This document illustrates how to use genome-sampler
on a small tutorial data set using Snakemake.
This makes genome-sampler very straight-forward to run, but more challenging to customize to your needs relative to using it in a step-by-step manner as illustrated in Step-by-step tutorial.
Download tutorial data¶
The tutorial data set used here is intended for educational purposes only. If you’re interested in using these sequences for other analyses, we recommend starting with sequence repositories such as GISAID or NCBI Genbank, which have much more recent versions.

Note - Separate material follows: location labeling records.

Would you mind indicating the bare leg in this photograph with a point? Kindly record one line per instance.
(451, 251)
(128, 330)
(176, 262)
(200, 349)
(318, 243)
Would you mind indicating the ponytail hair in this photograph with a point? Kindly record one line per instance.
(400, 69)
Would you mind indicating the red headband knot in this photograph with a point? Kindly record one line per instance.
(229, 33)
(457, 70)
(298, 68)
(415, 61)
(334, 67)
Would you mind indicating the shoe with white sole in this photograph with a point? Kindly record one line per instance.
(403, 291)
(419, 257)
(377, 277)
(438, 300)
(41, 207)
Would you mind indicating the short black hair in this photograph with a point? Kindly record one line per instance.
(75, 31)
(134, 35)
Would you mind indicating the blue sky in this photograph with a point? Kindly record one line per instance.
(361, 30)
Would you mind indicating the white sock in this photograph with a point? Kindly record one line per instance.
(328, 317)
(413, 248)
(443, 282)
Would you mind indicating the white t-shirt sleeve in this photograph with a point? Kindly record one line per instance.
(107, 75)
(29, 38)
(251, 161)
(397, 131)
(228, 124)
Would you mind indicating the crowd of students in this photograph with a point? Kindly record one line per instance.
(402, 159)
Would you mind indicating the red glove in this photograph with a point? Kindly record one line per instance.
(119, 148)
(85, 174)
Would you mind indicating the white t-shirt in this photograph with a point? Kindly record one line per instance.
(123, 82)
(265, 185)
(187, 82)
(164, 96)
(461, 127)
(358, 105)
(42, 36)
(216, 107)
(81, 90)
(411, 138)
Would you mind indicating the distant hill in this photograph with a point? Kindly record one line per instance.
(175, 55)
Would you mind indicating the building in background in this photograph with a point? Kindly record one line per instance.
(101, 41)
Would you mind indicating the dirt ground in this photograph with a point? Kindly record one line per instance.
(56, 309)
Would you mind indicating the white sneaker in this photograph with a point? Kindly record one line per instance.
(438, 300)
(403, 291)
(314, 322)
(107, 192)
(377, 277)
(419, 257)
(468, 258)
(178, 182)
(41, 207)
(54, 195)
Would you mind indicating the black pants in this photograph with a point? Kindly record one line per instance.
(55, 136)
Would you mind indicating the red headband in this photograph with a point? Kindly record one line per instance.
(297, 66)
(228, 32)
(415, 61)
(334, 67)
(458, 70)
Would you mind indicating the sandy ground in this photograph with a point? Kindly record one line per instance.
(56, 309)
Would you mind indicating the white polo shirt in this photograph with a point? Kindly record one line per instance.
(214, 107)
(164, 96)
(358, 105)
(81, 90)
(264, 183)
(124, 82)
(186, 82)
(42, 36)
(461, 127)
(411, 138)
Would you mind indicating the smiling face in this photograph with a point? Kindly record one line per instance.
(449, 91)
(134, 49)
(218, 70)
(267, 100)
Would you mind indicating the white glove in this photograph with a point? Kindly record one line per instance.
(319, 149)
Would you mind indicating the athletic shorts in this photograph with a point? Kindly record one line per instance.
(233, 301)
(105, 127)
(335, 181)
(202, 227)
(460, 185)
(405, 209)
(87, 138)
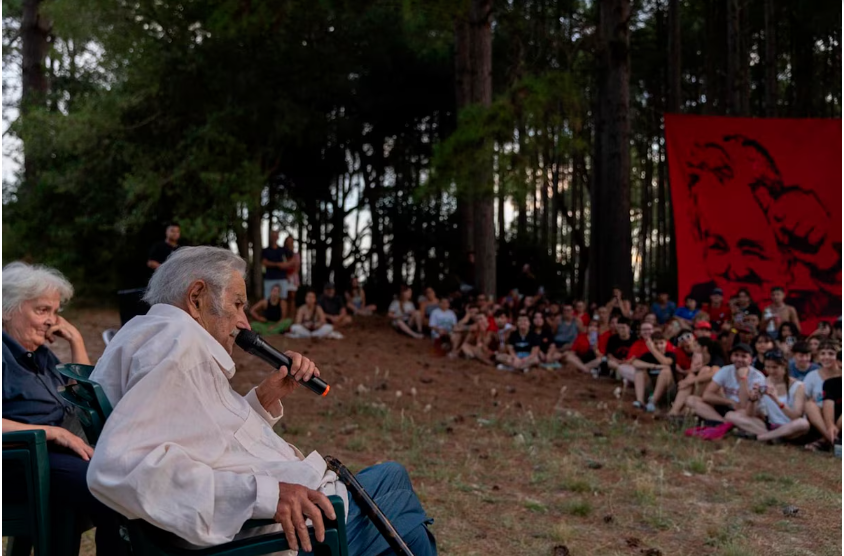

Download the tutorial sequences and corresponding metadata using the following commands:
mkdir tutorial-data/
wget -O tutorial-data/context-metadata.tsv https://raw.githubusercontent.com/caporaso-lab/genome-sampler/r2020.8/snakemake/tutorial-data/context-metadata.tsv
wget -O tutorial-data/focal-metadata.tsv https://raw.githubusercontent.com/caporaso-lab/genome-sampler/r2020.8/snakemake/tutorial-data/focal-metadata.tsv
wget -O tutorial-data/context-seqs.fasta https://raw.githubusercontent.com/caporaso-lab/genome-sampler/r2020.8/snakemake/tutorial-data/context-seqs.fasta
wget -O tutorial-data/focal-seqs.fasta https://raw.githubusercontent.com/caporaso-lab/genome-sampler/r2020.8/snakemake/tutorial-data/focal-seqs.fasta
Using genome-sampler
(Snakemake workflow)¶
The full genome-sampler
workflow can be run using Snakemake Köster & Rahmann, 2012.
Begin by installing Snakemake.
Download the Snakemake and associated config file using curl
as follows:
wget -O Snakefile https://raw.githubusercontent.com/caporaso-lab/genome-sampler/r2020.8/snakemake/Snakefile
wget -O config.yaml https://raw.githubusercontent.com/caporaso-lab/genome-sampler/r2020.8/snakemake/config.yaml
Place the resulting Snakemake file in the same folder as the sequence and metadata files that you downloaded above. Then run:
snakemake
When this workflow completes, there will be two primary output files that you’ll use.
sequences.fasta
will contain your subsampled context sequences and your focal sequences.
You should use this file for downstream analyses, such as alignment and phylogenetic analyses.
selection-summary.qzv
will provide a summary of the sampling run.
You can view this file using QIIME 2 View.
You should now be able to move on to analysis of your own data.
See Adapting Snakemake workflow for application to your own data to learn about what changes you might want to make to your Snakefile
before running your own analysis.
Adapting Snakemake workflow for application to your own data¶
The Snakemake workflow presented above is a good starting point for your own analyses.
There are typically a few things to do to adapt Snakefile
for your own data.
These changes will be made to the config.yaml
file which should be found alongside the Snakefile
.
- Modify input filepaths as needed. The input filepaths listed correspond to the names of the files provided for the tutorial. You can either name your files using those names, or update the input filepath values.
- Modify output filepaths if you’d like these to be different from the ones used in the tutorial.
- Modify longitudinal, neighbor, and diversity sampling parameters as desired.
If you end up experimenting with different values for these parameters, which we encourage, we would love to hear about your findings.
Be aware that increasing the
*_percent_id
parameters will increase the runtime of your analysis, and decreasing those values will decrease the runtime of your analysis.
🐍
- Köster, J., & Rahmann, S. (2012). Snakemake–a scalable bioinformatics workflow engine. Bioinformatics, 28(19), 2520–2522.